From: Nicolas Pitre <nico@cam.org>
To: Dana How <danahow@gmail.com>
Cc: Jakub Narebski <jnareb@gmail.com>, git@vger.kernel.org
Subject: Re: If you would write git from scratch now, what would you change?
Date: Mon, 26 Nov 2007 15:55:43 -0500 (EST) [thread overview]
Message-ID: <alpine.LFD.0.99999.0711261529080.9605@xanadu.home> (raw)
In-Reply-To: <56b7f5510711261217h56214321xb7acd9851b677dd6@mail.gmail.com>
On Mon, 26 Nov 2007, Dana How wrote:
> On Nov 26, 2007 11:52 AM, Nicolas Pitre <nico@cam.org> wrote:
> > On Mon, 26 Nov 2007, Dana How wrote:
> > > Currently data can be quickly copied from pack to pack,
> > > but data cannot be quickly copied blob->pack or pack->blob
> > I don't see why you would need the pack->blob copy normally.
> True, but that doesn't change the main point.
Sure, but let's not go overboard either.
> > > (there was an alternate blob format that supported this,
> > > but it was deprecated). Using the pack format for blobs
> > > would fix this.
> >
> > Then you can do just that for big enough blobs where "big enough" is
> > configurable: encapsulate them in a pack instead of a loose object.
> > Problem solved. Sure you'll end up with a bunch of packs containing
> > only one blob object, but given that those blobs are so large to be a
> > problem in your work flow when written out as loose objects, then they
> > certainly must be few enough not to cause an explosion in the number of
> > packs.
> Are you suggesting that "git add" create a new pack containing
> one blob when the blob is big enough?
Exactly.
> Re-using (part of) the pack format
> in a blob (or maybe only some blobs) seems like less code change.
Don't know what you mean exactly here, but what I mean is to do
something as simple as:
pretend_sha1_file(...);
add_object_entry(...);
write_pack_file();
when the buffer to make a blob from is larger than a configured
treshold.
> > > It would also mean blobs wouldn't need to
> > > be uncompressed to get the blob type or size I believe.
> >
> > They already don't.
> It looks like sha1_file.c:parse_sha1_header() works on a buffer
> filled in by sha1_file.c:unpack_sha1_header() by calling inflate(), right?
>
> It is true you don't have to uncompress the *entire* blob.
Right. Only the first 16 bytes or so need to be uncompressed.

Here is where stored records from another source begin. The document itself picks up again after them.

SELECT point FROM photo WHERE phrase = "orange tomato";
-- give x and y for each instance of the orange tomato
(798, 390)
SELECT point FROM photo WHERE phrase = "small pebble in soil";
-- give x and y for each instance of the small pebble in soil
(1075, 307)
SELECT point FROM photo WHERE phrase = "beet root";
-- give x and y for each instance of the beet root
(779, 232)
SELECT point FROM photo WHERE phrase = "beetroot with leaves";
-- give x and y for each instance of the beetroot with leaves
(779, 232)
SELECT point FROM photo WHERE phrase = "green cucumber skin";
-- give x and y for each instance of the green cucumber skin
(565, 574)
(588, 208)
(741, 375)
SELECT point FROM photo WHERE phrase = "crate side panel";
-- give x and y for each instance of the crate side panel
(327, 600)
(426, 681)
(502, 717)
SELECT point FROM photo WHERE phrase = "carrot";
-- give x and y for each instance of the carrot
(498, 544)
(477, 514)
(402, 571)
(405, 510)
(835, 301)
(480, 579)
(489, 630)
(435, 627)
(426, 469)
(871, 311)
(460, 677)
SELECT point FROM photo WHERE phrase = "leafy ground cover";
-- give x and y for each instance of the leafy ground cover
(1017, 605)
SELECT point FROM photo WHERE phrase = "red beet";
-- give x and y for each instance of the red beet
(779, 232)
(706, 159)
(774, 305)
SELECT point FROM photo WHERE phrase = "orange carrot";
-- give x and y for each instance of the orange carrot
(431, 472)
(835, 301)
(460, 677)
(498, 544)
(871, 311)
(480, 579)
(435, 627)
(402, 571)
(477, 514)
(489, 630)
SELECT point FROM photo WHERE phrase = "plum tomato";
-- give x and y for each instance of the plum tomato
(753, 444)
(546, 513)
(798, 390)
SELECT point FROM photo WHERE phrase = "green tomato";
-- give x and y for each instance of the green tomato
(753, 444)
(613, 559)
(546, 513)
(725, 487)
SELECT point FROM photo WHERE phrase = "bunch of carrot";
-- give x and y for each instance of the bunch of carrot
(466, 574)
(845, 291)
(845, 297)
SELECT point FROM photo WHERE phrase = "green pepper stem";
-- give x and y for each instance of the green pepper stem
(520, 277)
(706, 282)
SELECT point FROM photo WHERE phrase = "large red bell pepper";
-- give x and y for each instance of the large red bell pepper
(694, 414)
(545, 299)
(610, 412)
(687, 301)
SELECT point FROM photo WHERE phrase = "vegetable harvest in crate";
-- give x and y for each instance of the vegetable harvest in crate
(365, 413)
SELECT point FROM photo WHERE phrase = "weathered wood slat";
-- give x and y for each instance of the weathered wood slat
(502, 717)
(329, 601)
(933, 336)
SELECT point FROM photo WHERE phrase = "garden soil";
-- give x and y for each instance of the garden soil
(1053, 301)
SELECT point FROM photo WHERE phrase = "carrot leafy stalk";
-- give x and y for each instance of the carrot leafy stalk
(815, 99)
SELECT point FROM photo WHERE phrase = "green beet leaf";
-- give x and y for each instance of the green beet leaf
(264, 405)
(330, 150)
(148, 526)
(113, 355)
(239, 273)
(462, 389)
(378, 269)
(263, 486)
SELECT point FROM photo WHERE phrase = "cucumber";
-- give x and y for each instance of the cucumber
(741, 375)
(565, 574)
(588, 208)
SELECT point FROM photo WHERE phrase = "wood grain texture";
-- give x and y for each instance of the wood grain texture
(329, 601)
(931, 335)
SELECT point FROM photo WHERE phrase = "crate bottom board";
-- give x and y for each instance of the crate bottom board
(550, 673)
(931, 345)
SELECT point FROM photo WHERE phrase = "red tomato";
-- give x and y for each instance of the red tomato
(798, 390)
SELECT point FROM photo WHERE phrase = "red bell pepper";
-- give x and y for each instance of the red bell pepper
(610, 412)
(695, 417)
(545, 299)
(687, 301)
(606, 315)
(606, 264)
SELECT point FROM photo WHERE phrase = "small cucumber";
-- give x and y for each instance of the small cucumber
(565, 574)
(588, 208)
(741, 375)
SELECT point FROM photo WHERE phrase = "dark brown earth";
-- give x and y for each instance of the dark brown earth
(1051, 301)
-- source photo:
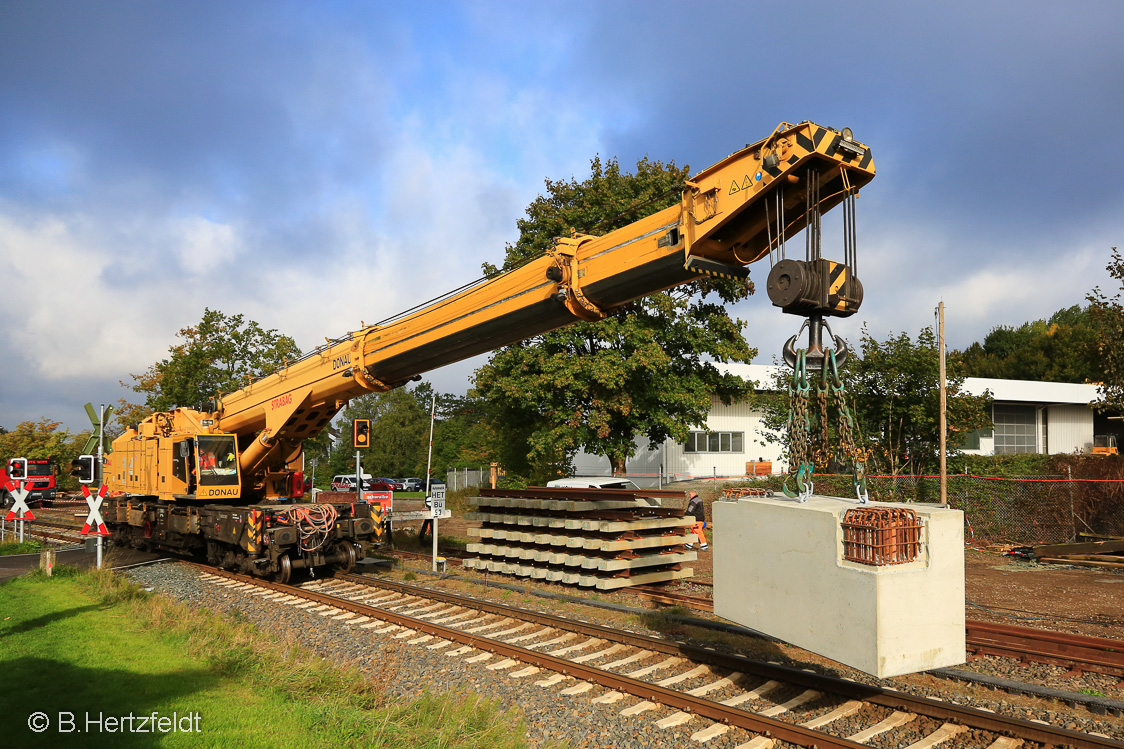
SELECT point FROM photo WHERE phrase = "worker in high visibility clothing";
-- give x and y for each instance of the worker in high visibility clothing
(696, 510)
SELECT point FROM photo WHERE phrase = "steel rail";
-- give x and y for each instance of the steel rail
(893, 698)
(1075, 651)
(646, 691)
(1079, 652)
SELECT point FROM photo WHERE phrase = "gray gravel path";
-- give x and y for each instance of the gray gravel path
(409, 670)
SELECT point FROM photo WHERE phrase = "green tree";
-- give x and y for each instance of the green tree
(44, 440)
(399, 433)
(644, 370)
(1107, 314)
(219, 354)
(895, 385)
(1061, 349)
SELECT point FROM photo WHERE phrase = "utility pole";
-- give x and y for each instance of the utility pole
(944, 416)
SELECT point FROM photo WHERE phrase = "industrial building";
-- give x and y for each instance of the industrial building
(1029, 416)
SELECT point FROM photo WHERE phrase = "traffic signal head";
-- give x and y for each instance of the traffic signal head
(17, 468)
(82, 469)
(362, 432)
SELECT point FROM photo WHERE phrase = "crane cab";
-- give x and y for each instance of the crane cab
(171, 463)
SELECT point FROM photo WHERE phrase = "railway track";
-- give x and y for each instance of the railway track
(768, 701)
(1078, 653)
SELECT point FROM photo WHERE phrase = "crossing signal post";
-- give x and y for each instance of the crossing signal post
(17, 468)
(362, 432)
(82, 469)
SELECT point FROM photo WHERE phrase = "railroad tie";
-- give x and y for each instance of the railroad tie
(940, 734)
(1005, 742)
(580, 646)
(698, 670)
(631, 659)
(707, 688)
(755, 694)
(540, 633)
(552, 679)
(808, 695)
(759, 742)
(710, 732)
(895, 720)
(563, 638)
(599, 653)
(668, 662)
(638, 707)
(608, 698)
(673, 720)
(848, 707)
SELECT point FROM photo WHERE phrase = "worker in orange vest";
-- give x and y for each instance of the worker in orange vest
(696, 510)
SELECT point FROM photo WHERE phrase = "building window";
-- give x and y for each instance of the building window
(1015, 429)
(714, 442)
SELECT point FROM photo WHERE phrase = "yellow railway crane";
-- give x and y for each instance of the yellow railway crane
(246, 452)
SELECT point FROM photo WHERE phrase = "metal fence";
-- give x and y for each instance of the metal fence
(1021, 511)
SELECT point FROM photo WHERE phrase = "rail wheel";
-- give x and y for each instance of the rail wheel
(286, 571)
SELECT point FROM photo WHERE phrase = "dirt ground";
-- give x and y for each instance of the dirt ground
(998, 588)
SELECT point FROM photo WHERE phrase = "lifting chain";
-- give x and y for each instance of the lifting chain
(799, 430)
(809, 444)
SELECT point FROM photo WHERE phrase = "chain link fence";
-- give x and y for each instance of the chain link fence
(1018, 511)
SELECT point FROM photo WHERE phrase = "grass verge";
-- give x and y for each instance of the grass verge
(16, 548)
(89, 649)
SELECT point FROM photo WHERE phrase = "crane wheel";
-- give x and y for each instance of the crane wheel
(349, 563)
(286, 571)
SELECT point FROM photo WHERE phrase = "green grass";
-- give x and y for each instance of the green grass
(17, 548)
(90, 643)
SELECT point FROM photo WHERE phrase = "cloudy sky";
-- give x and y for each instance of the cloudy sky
(315, 164)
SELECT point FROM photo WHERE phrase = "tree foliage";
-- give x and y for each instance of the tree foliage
(896, 390)
(219, 354)
(1061, 349)
(44, 440)
(891, 390)
(644, 370)
(1107, 316)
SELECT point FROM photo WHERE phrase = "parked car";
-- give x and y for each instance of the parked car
(346, 483)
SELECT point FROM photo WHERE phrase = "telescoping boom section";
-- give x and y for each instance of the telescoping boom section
(730, 215)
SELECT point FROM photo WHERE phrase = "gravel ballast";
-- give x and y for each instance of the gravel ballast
(409, 670)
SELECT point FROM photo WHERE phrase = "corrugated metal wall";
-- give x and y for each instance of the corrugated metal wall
(1068, 429)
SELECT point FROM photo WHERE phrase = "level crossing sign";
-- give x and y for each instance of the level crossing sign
(93, 519)
(437, 499)
(19, 508)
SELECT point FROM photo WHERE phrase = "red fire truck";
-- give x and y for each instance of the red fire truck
(39, 481)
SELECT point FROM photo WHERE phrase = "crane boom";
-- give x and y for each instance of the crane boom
(728, 216)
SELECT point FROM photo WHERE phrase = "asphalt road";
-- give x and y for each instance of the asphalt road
(16, 565)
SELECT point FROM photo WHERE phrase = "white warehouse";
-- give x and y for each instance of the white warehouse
(1029, 416)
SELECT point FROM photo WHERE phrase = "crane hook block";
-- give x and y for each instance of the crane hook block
(815, 287)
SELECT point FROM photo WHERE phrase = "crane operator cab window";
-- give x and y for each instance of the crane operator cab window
(217, 460)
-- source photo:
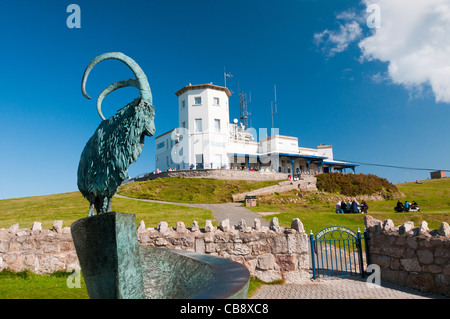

> > > The equivalent operation in git would require the creation of
> > > the blob, and then of a temporary pack to send to the server.
> > > This requires 3 calls to zlib for each blob, which for very
> > > large files is not acceptable at my site.
> >
> > I currently count 2 calls to zlib, not 3.
> I count 3:
>
> Call 1: git-add calls zlib to make the blob.
>
> Call 2: builtin-pack-objects.c:write_one() calls sha1_file.c:read_sha1_file()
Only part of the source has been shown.